I don’t believe a doula is a “Birth Warrior,” in the sense that we are fighting to change the way birth is done around the world as we work with each individual client. As a doula, it is not my responsibility to make medical decisions for my client or to interfere with medical procedures she has consented to, no matter what I feel about that particular procedure. I can make sure she understands what a decision means and how it might affect her. I can educate her, and I can remind her of her goals. However, it is her responsibility to make her own decisions and interact with her doctor, midwife and nurse about those decisions. Once the decision is made, it is my job to support my client. I am not her voice, I am her support. It is just as paternalistic for me to tell my client that I know what the best decision is for her as it is for any doctor to do the same.
I would encourage any doula to read this article in the New York Times. Here is the meat of the story:
At first, Ms. Myers, now a 36-year-old mother of two in Glencoe, Ill., was thrilled with her doula, who doubled as a prenatal massage therapist. “She was earthy yet grounded, and really knowledgeable,” she said.
Then labor began — and went on and on — and Ms. Myers’s opinion took a nose dive. Though the doctor recommended that Ms. Myers receive intravenous fluids to hydrate her, the doula, eager to avoid medical intervention, insisted that Ms. Myers ignore the suggestion, causing her contractions to spike.
Then “she urged my husband and me to take a shower to ease the pain,” Ms. Myers said. “I told her I didn’t want to, but she was adamant.”
Dripping wet, freezing and in bone-shattering pain, Ms. Myers said she seethed in silence. When she ultimately chose an epidural, her doula walked out. “She was so set on my having a natural birth, she offended me, she offended the nursing staff, she offended my O.B.,” Ms. Myers said.
Do you think Ms. Myers wants to work with a doula again? How about her OB or her nurse? How do you think they treated the next client with a doula who came to them? What about the myriad of people who have read this article in the New York Times? The professional reputation of all of us has been damaged by this one overzealous woman, and it will probably take thousands of positive interactions to make up for the damage done. Not only that, but there are more doulas out there just like the one described here. I know them.

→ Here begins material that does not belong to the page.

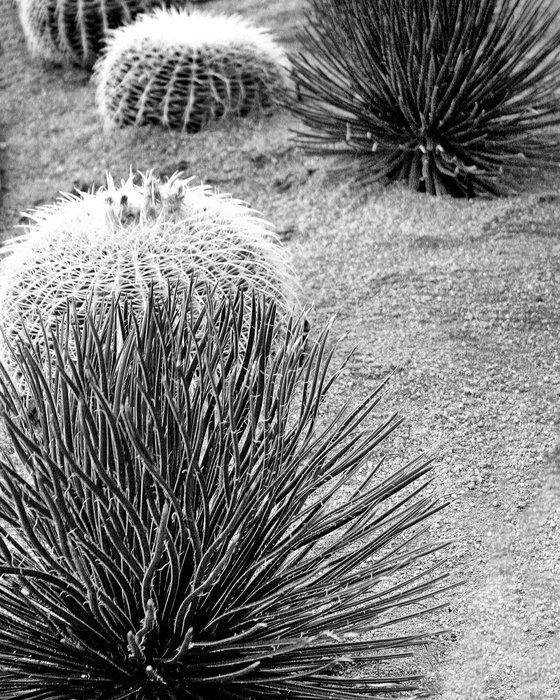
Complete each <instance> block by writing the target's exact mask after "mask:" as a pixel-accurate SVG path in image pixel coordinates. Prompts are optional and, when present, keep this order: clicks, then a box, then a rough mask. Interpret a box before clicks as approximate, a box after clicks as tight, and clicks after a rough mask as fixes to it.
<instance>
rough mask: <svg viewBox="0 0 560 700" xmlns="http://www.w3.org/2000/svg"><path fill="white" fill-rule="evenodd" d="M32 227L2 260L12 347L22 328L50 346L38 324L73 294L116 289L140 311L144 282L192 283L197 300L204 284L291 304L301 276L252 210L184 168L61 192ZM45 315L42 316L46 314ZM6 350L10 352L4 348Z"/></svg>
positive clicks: (78, 302)
mask: <svg viewBox="0 0 560 700" xmlns="http://www.w3.org/2000/svg"><path fill="white" fill-rule="evenodd" d="M31 216H32V218H33V219H34V224H33V225H31V226H30V227H29V230H28V231H27V233H26V234H24V235H23V236H21V237H19V238H15V239H13V240H12V241H10V242H8V243H7V244H5V245H4V251H5V252H7V253H10V254H9V255H7V256H6V257H5V258H4V259H3V260H2V261H1V262H0V327H1V328H2V333H3V340H2V341H1V342H0V356H4V359H6V358H5V356H6V347H7V345H10V344H11V343H13V342H14V341H15V340H16V339H17V338H18V337H20V336H21V334H22V333H23V332H24V327H25V333H26V334H27V336H28V340H29V342H30V343H31V344H33V345H37V344H39V345H42V344H44V334H43V330H42V327H41V324H42V323H44V322H46V323H47V324H55V323H56V322H58V321H59V320H60V318H61V316H62V315H63V314H64V310H65V309H66V305H67V300H68V299H71V300H73V301H74V302H75V303H76V305H77V307H78V308H82V307H83V305H84V303H85V301H86V299H88V298H90V297H91V298H93V300H96V299H97V300H99V299H105V298H107V297H109V296H110V295H111V294H117V293H120V294H121V295H122V296H123V297H124V298H126V299H127V300H129V302H130V304H131V308H132V309H133V310H135V311H136V312H140V311H141V310H142V309H143V308H144V305H145V301H146V297H147V294H148V290H149V289H150V288H151V287H152V286H153V287H154V288H155V290H156V292H158V293H161V294H162V295H163V296H165V295H166V293H167V290H168V285H169V284H170V283H171V284H174V285H179V287H181V288H188V287H189V286H190V285H191V284H192V280H193V279H194V278H196V288H195V289H194V290H193V294H192V296H191V298H192V299H193V303H199V302H200V303H201V300H202V299H203V298H204V297H205V296H206V295H207V287H208V285H210V286H211V287H216V288H217V291H218V292H221V293H222V294H225V295H229V293H230V292H231V291H232V290H233V289H238V288H241V289H245V290H246V291H248V292H249V293H251V292H253V291H255V292H259V293H263V294H264V295H265V296H266V297H267V298H273V299H275V300H276V302H277V304H278V306H279V308H280V310H281V311H284V312H286V313H287V312H288V311H289V310H291V309H292V308H293V307H294V305H295V303H296V302H295V299H296V293H295V290H296V288H297V284H296V281H295V276H294V274H293V271H292V268H291V265H290V263H289V261H288V257H287V255H286V253H285V252H284V251H283V249H282V248H281V246H280V244H279V242H278V241H277V240H276V237H275V235H274V233H273V232H272V231H271V227H270V226H269V225H268V224H267V223H266V222H265V221H264V220H263V219H262V218H260V217H259V216H258V215H257V214H256V212H254V211H253V210H252V209H250V208H249V207H248V206H246V205H244V204H243V203H241V202H239V201H237V200H235V199H232V198H231V197H230V196H228V195H221V194H220V195H219V194H215V193H213V192H212V191H211V190H209V188H207V187H204V186H194V185H192V184H191V183H190V181H189V180H185V179H182V178H181V177H180V176H179V175H178V174H175V175H174V176H172V177H171V178H170V179H169V180H168V181H167V182H160V181H159V180H158V179H157V178H154V177H153V176H152V175H150V174H147V175H144V176H143V180H142V183H141V184H140V185H136V184H134V183H133V180H132V178H130V179H129V180H128V181H127V182H124V183H121V186H120V187H117V186H115V184H114V182H113V180H112V178H111V177H110V176H109V177H108V186H107V188H101V189H100V190H99V191H98V192H97V193H95V194H92V193H91V194H81V195H80V196H74V195H65V196H64V197H63V199H61V200H60V201H59V202H58V203H56V204H54V205H51V206H48V207H45V208H42V209H39V210H37V211H36V212H34V213H33V214H32V215H31ZM40 314H41V316H42V320H41V317H40ZM8 354H9V353H8Z"/></svg>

Activism has it’s place. I think that as doulas, we should be involved in birth activism — we need to focus on changing the laws in our areas to favor women and their access to birth choices. We need to build relationships with doctors so that they can see that we offer a valuable service and enable more women have access to doulas. If we witness our client being assaulted, we should call 911 at that moment and report it, or at the very least encourage our client to do so. These are the kinds of things that effect actual change. However, when it comes to medical decisions and care in one specific case, it is not our responsibility or within our scope of practice to make them for our clients. I believe if we focus on empowerment and education, we will be more successful in our attempts to expand access to the myriad of birth choices we want our clients to have, then when we speak with vitriol and act with superiority.